No mercado de dupla possibilidade (DC), o modelo obteve o melhor desempenho com 79% de assertividade em 15 partidas, indicando que a identificação de empates ou vitórias parciais apresentou maior fiabilidade do que a previsão do vencedor direto. O mercado de Mais/Menos gols seguiu em segundo lugar com 74% de precisão em 19 jogos, sugerindo que a análise do ritmo ofensivo e da capacidade goleadora das equipas foi relativamente bem calibrada. O BTTS registou 53% de acerto, um valor próximo do ponto de equilíbrio, demonstrando que a previsão de golos de ambos os lados apresenta complexidade intermédia para o algoritmo.

Em sentido oposto, o mercado 1X2 alcançou apenas 42% de precisão, refletindo as dificuldades inerentes à previsão do vencedor direto num campeonato competitivo. O handicap asiático mostrou-se igualmente desafiante com 40% em 10 encontros, enquanto o resultado ao intervalo registou 31% de acerto. O resultado exato (CS) e o IT/FJ exato representaram os maiores desafios, com 0% e 8% de precisão, respetivamente. Estes valores evidenciam que, embora o modelo consiga capturar tendências gerais de desempenho, a granularidade necessária para prever escores específicos ou sequências temporais exatas permanece uma limitação significativa do sistema preditivo aplicado aos Hawks nesta campanha.

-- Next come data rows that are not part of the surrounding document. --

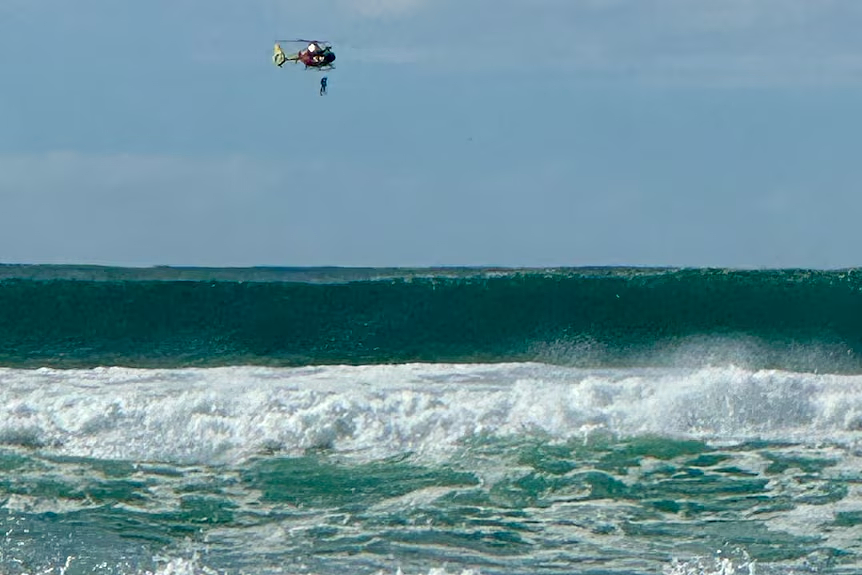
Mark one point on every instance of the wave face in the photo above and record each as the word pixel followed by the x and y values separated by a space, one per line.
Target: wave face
pixel 408 422
pixel 169 317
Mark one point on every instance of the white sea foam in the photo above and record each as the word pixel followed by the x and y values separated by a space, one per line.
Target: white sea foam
pixel 227 414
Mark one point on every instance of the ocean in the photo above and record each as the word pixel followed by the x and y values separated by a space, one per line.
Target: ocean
pixel 457 421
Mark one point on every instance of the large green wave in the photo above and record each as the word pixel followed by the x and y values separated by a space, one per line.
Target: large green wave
pixel 79 316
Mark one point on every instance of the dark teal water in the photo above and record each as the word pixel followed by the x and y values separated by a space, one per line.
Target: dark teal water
pixel 796 319
pixel 430 422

Os Hawks na Liga GFA 2025/26: Um Olhar sobre a Caminhada da Época

Os Hawks concluíram a temporada 2025/26 na 11ª posição do campeonato com 31 pontos, resultado de 7 vitórias, 10 empates e 11 derrotas. A campanha revelou uma equipa que encontrou mais dificuldades em impôr o seu jogo fora de casa, evidenciando um registo de resultados que a colocou na metade inferior da classificação. A forma registada nas últimas jornadas (DDLWL) demonstrou oscilações que marcaram o desempenho global da formação ao longo de toda a competição.

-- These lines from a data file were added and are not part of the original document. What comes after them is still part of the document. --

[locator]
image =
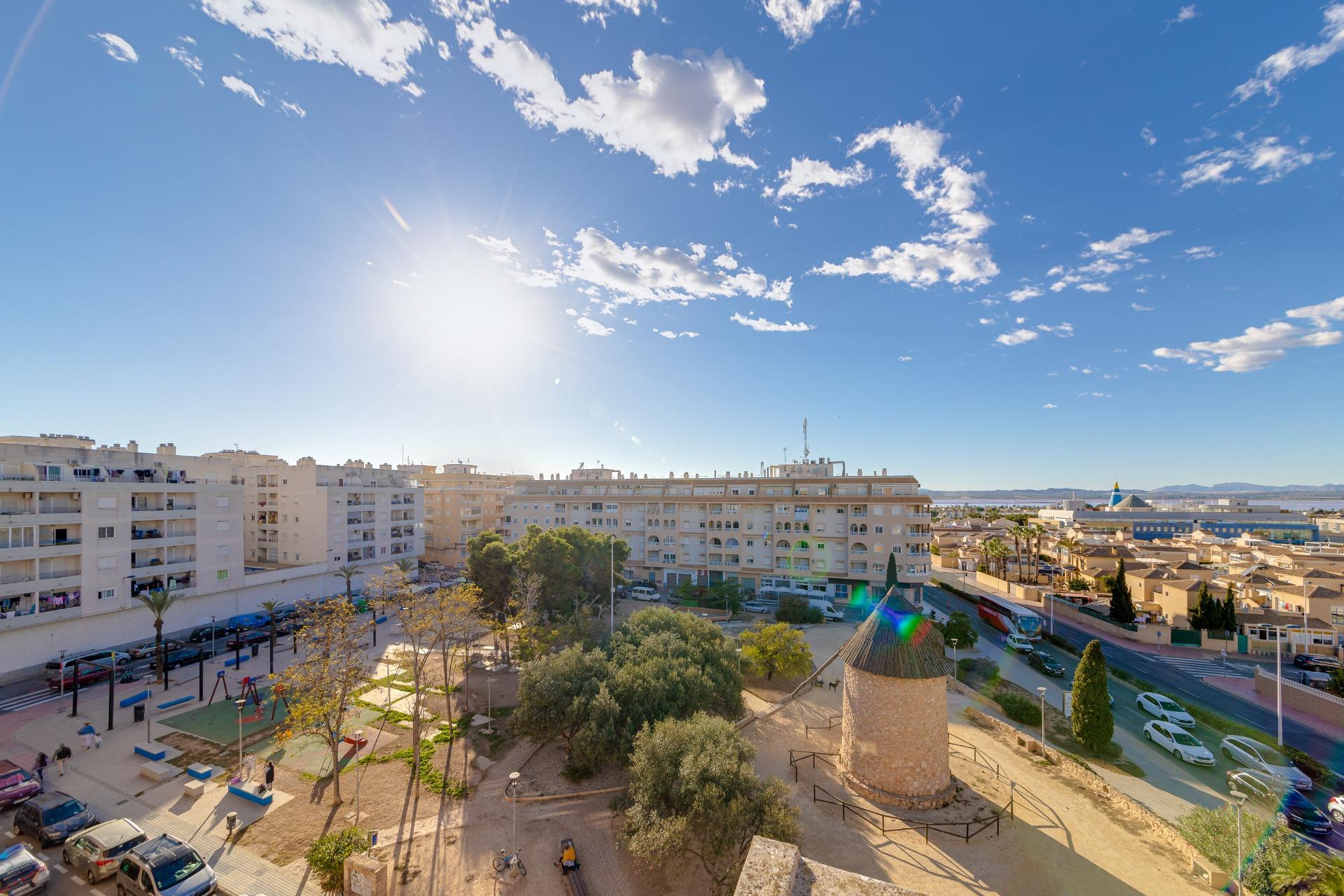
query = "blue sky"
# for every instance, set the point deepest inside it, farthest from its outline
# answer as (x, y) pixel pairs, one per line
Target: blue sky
(990, 245)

Analisando os padrões estatísticos da época, os Hawks apresentaram uma tendência marcante para jogos equilibrado, com uma proporção significativa de empates no seu historial. A equipa conseguiu manter uma estrutura defensiva sólida em diversas ocasiões, o que se refletiu em vários clean sheets ao longo da temporada. No entanto, a inconsistência no momento de converter oportunidades em golos revelou-se um fator determinante para a posição final na tabela. Os dados sugerem que os mercados de BTTS e O/U 2.5 ofereceram padrões identificáveis nos encontros desta formação.

No que respeita aos mercados de 1X2, a equipa demonstrou maior competitividade quando atuava como visitante, registando uma taxa de aproveitamento superior fora do seu reduto. Os mercados de DC e CS apresentaram algumas valorizações ao longo da época, especialmente nas partidas onde os Hawks enfrentaram equipas da metade superior da classificação. A análise retrospetiva indica que a formação seguiu um padrão previsível em termos de rendimento caseiro, o que constitui informação relevante para quem analisa padrões históricos de desempenho.